For instance, on the string
.Ql aaaaa ,
the RE
.Ql (aaa??)*
will only match the first four characters, violating the rules that the longest
possible match is made and the longest subexpressions are matched.
Using
.Ql (aaa??)*$
forces the entire string to be matched.
.Ss Non-capturing Parenthesized Subexpressions (available for enhanced extended REs only)
Normally, the match offsets to parenthesized subexpressions are
recorded in the
.Fa pmatch
array (that is, when
.Dv REG_NOSUB
is not specified, and
.Fa nmatch
is large enough to encompass the parenthesized subexpression in question).

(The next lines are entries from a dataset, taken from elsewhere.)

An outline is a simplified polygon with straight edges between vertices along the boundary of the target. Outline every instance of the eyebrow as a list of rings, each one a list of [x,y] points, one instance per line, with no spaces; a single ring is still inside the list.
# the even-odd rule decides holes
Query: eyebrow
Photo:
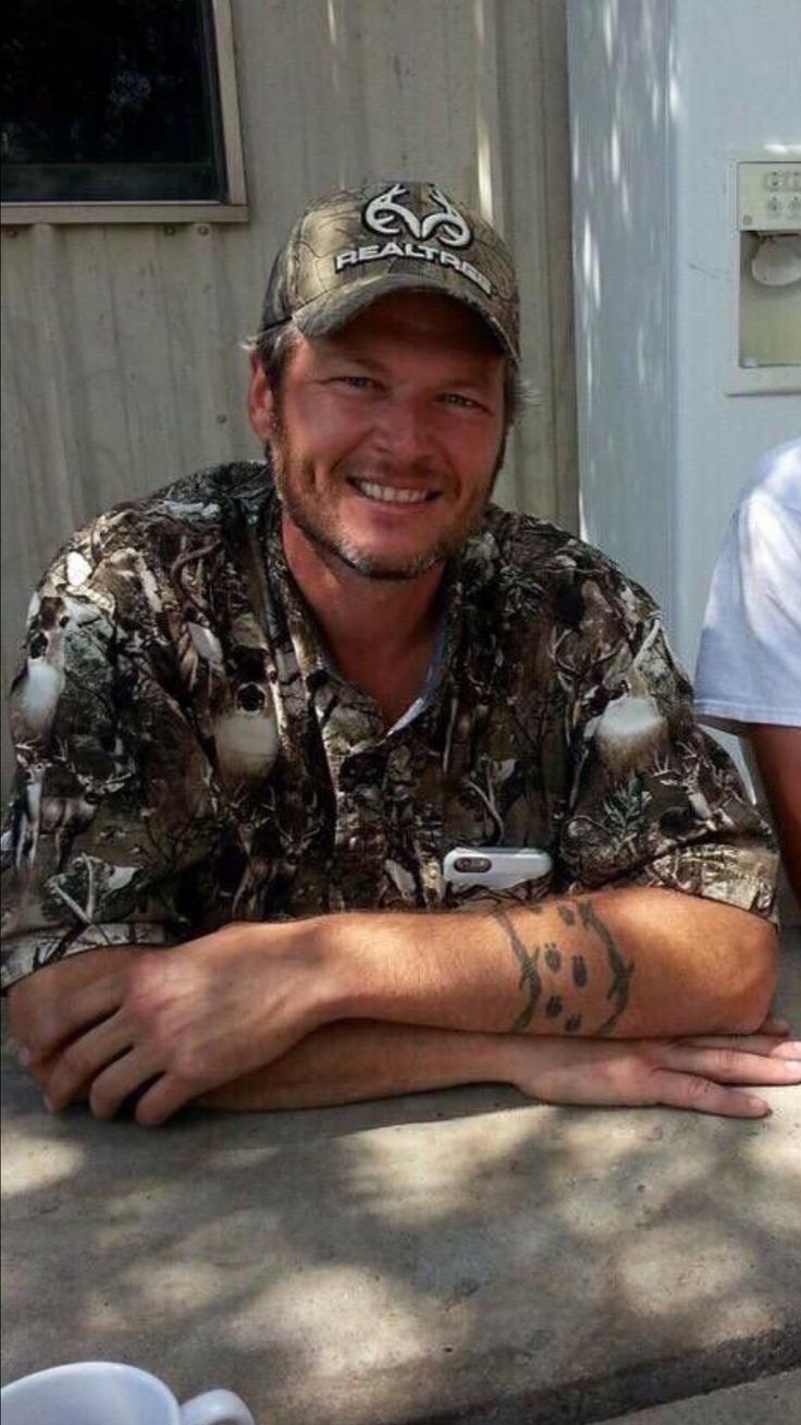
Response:
[[[337,351],[327,351],[323,353],[323,358],[324,361],[331,363],[336,363],[337,361],[349,361],[353,362],[356,366],[363,366],[366,370],[373,372],[374,375],[384,375],[386,372],[386,368],[381,362],[374,361],[373,356],[364,355],[361,352],[357,353],[354,351],[349,351],[347,346],[340,346],[337,348]],[[441,382],[437,382],[438,386],[440,385],[460,386],[461,389],[467,390],[487,390],[487,388],[491,383],[492,380],[489,375],[487,375],[487,378],[479,378],[479,376],[458,375],[457,372],[451,372]]]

In enhanced mode, if the first two characters following the left parenthesis
are
.Ql ?: ,
grouping of the remaining contents is done, but the corresponding offsets are
not recorded in the
.Fa pmatch
array.
For example, against the string
.Ql fubar ,
the RE
.Ql (fu)(bar)
would have two subexpression matches in
.Fa pmatch ;
the first for
.Ql fu
and the second for
.Ql bar .
But with the RE
.Ql (?:fu)(bar) ,
there would only be one subexpression match, that of
.Ql bar .
Furthermore,
against the string
.Ql fufubar ,
the RE
.Ql (?fu)*(bar)
would again match the entire string, but only
.Ql bar
would be recorded in
.Fa pmatch .
.Ss Inline Options (available for enhanced extended REs only)
Like the inline literal mode mentioned above, other options can be switched
on and off for part of a RE.
.Ql (? Ns Em o.. Ns \&)
will turn on the options specified in
.Em o..
(one or more options characters; see below), while
.Ql (?- Ns Em o.. Ns \&)
will turn off the specified options, and
.Ql (? Ns Em o1.. Ns \&- Ns Em o2.. Ns \&)
will turn on the first set of options, and turn off the second set.
.Pp
The available options are:
.Bl -tag -width ".Sy \&U" -offset indent
.It Sy \&i
Turning on this option will ignore case during matching, while turning off
will restore case-sensitive matching.
If
.Dv REG_ICASE
was specified to
.Fn regcomp ,
this option can be use to turn that off.
.It Sy \&n
Turn on or off special handling of the newline character.
If
.Dv REG_NEWLINE
was specified to
.Fn regcomp ,
this option can be use to turn that off.
.It Sy \&U
Turning on this option will make ungreedy repetitions the default, while
turning off will make greedy repetitions the default.
If
.Dv REG_UNGREEDY
was specified to
.Fn regcomp ,
this option can be use to turn that off.
.El
.Pp
The scope of the option change begins immediately following the right
parenthesis,
but up to the end of the enclosing subexpression (if any).
Thus, for example, given the RE
.Ql (fu(?i)bar)baz ,
the
.Ql fu
portion matches case sensitively,
.Ql bar
matches case insensitively, and
.Ql baz
matches case sensitively again (since is it outside the scope of the
subexpression in which the inline option was specified).
.Pp
The inline options syntax can be combined with the non-capturing parenthesized
subexpression to limit the option scope to just that of the subexpression.
Then, for example,
.Ql fu(?i:bar)baz
is similar to the previous example, except for the parenthesize subexpression
around
.Ql fu(?i)bar
in the previous example.
.Ss Inline Comments (available for enhanced extended REs only)
The syntax
.Ql (?# Ns Em comment Ns \&)
can be used to embed comments within a RE.
Note that
.Em comment
can not contain a right parenthesis.
Also note that while syntactically, option characters can be added before
the
.Ql \&#
character, they will be ignored.
.Sh SEE ALSO
.Xr regex 3
.Rs
.%T Regular Expression Notation
.%R IEEE Std
.%N 1003.2
.%P section 2.8
.Re
.Sh BUGS
Having two kinds of REs is a botch.
.Pp
The current
.St -p1003.2
spec says that
.Ql \&)
is an ordinary character in
the absence of an unmatched
.Ql \&( ;
this was an unintentional result of a wording error,
and change is likely.
Avoid relying on it.
.Pp
Back references are a dreadful botch,
posing major problems for efficient implementations.
They are also somewhat vaguely defined
(does
.Ql a\e(\e(b\e)*\e2\e)*d
match
.Ql abbbd ? ) .
Avoid using them.
.Pp
.St -p1003.2
specification of case-independent matching is vague.
The
.Dq one case implies all cases
definition given above
is current consensus among implementors as to the right interpretation.
.Pp
The bracket syntax for word boundaries is incredibly ugly.